- Norden Township, Minnesota Location within the state of Minnesota Norden Township, Minnesota Norden Township, Minnesota (the United States)
- Coordinates: 48°8′8″N 96°18′7″W﻿ / ﻿48.13556°N 96.30194°W
- Country: United States
- State: Minnesota
- County: Pennington

Area
- • Total: 27.6 sq mi (71.5 km^{2})
- • Land: 27.6 sq mi (71.5 km^{2})
- • Water: 0 sq mi (0.0 km^{2})
- Elevation: 1,129 ft (344 m)

Population (2000)
- • Total: 385
- • Density: 14/sq mi (5.4/km^{2})
- Time zone: UTC-6 (Central (CST))
- • Summer (DST): UTC-5 (CDT)
- ZIP code: 56701
- Area code: 218
- FIPS code: 27-46510
- GNIS feature ID: 0665132

= Norden Township, Pennington County, Minnesota =

Norden Township is a township in Pennington County, Minnesota, United States. The population was 385 at the 2000 census.

==History==
Norden is a name derived from Norwegian and/or Swedish meaning "northern."

==Geography==
According to the United States Census Bureau, the township has a total area of 27.6 square miles (71.5 km^{2}), all land.

==Demographics==
As of the census of 2000, there were 385 people, 135 households, and 108 families residing in the township. The population density was 14.0 people per square mile (5.4/km^{2}). There were 144 housing units at an average density of 5.2/sq mi (2.0/km^{2}). The racial makeup of the township was 98.44% White, 0.26% African American, 0.78% Native American, and 0.52% from two or more races. Hispanic or Latino of any race were 0.26% of the population.

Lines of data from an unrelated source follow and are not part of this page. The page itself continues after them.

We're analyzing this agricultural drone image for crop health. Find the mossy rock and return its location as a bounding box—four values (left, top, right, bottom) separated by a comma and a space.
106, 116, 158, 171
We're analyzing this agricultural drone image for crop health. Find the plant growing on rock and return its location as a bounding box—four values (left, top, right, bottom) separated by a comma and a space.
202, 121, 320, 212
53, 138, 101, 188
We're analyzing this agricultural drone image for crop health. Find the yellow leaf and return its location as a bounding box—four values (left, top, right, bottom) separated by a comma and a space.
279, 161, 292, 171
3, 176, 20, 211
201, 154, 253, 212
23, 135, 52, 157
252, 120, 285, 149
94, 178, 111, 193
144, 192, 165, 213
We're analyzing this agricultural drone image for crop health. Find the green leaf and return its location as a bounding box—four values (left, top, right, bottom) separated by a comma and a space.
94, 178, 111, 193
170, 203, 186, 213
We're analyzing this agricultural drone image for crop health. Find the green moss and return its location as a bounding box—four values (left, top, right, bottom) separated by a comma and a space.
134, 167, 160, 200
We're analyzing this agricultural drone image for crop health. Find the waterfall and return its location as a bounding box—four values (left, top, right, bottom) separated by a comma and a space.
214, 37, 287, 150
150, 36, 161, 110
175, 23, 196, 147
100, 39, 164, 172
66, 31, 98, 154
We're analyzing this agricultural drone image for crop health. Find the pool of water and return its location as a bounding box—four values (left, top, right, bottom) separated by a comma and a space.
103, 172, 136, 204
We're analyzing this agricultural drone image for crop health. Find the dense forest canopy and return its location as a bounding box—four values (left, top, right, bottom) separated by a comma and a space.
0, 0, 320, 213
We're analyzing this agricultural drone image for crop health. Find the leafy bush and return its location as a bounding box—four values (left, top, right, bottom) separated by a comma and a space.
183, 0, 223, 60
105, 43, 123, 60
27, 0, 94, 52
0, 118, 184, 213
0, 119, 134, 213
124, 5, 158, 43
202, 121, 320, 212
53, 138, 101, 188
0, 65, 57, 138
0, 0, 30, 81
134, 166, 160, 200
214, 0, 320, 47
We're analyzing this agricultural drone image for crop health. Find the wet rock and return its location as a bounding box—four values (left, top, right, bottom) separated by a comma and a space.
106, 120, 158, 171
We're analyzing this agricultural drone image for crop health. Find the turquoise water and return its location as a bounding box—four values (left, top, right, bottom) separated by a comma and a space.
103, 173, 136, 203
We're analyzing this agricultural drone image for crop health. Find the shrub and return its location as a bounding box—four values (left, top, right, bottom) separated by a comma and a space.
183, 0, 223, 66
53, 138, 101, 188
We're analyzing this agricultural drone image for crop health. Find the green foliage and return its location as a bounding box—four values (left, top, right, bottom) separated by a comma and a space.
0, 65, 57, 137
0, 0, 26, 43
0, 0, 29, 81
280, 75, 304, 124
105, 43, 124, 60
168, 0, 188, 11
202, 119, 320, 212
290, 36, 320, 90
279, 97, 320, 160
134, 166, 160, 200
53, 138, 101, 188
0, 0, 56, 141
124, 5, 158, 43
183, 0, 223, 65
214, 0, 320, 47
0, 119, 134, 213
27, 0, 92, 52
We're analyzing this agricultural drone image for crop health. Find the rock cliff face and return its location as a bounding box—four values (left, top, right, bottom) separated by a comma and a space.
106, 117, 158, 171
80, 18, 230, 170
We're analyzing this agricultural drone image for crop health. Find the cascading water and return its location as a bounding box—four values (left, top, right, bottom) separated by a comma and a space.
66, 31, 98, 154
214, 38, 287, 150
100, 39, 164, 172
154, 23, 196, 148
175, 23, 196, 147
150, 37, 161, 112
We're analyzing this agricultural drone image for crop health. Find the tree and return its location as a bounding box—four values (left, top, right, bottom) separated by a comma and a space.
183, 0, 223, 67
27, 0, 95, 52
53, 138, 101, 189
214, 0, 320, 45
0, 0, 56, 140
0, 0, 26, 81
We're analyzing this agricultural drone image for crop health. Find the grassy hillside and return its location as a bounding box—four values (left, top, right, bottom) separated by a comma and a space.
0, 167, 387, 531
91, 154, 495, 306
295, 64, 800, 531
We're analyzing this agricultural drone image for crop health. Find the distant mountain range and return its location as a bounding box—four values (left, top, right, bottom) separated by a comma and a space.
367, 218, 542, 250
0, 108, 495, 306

There were 135 households, out of which 40.7% had children under the age of 18 living with them, 68.9% were married couples living together, 5.2% had a female householder with no husband present, and 20.0% were non-families. 17.8% of all households were made up of individuals, and 8.9% had someone living alone who was 65 years of age or older. The average household size was 2.85 and the average family size was 3.23.

In the township the population was spread out, with 29.6% under the age of 18, 7.0% from 18 to 24, 28.1% from 25 to 44, 26.8% from 45 to 64, and 8.6% who were 65 years of age or older. The median age was 38 years. For every 100 females, there were 110.4 males. For every 100 females age 18 and over, there were 115.1 males.

The median income for a household in the township was $50,500, and the median income for a family was $55,938. Males had a median income of $35,521 versus $21,125 for females. The per capita income for the township was $17,951. About 6.9% of families and 7.4% of the population were below the poverty line, including 12.5% of those under age 18 and 5.9% of those age 65 or over.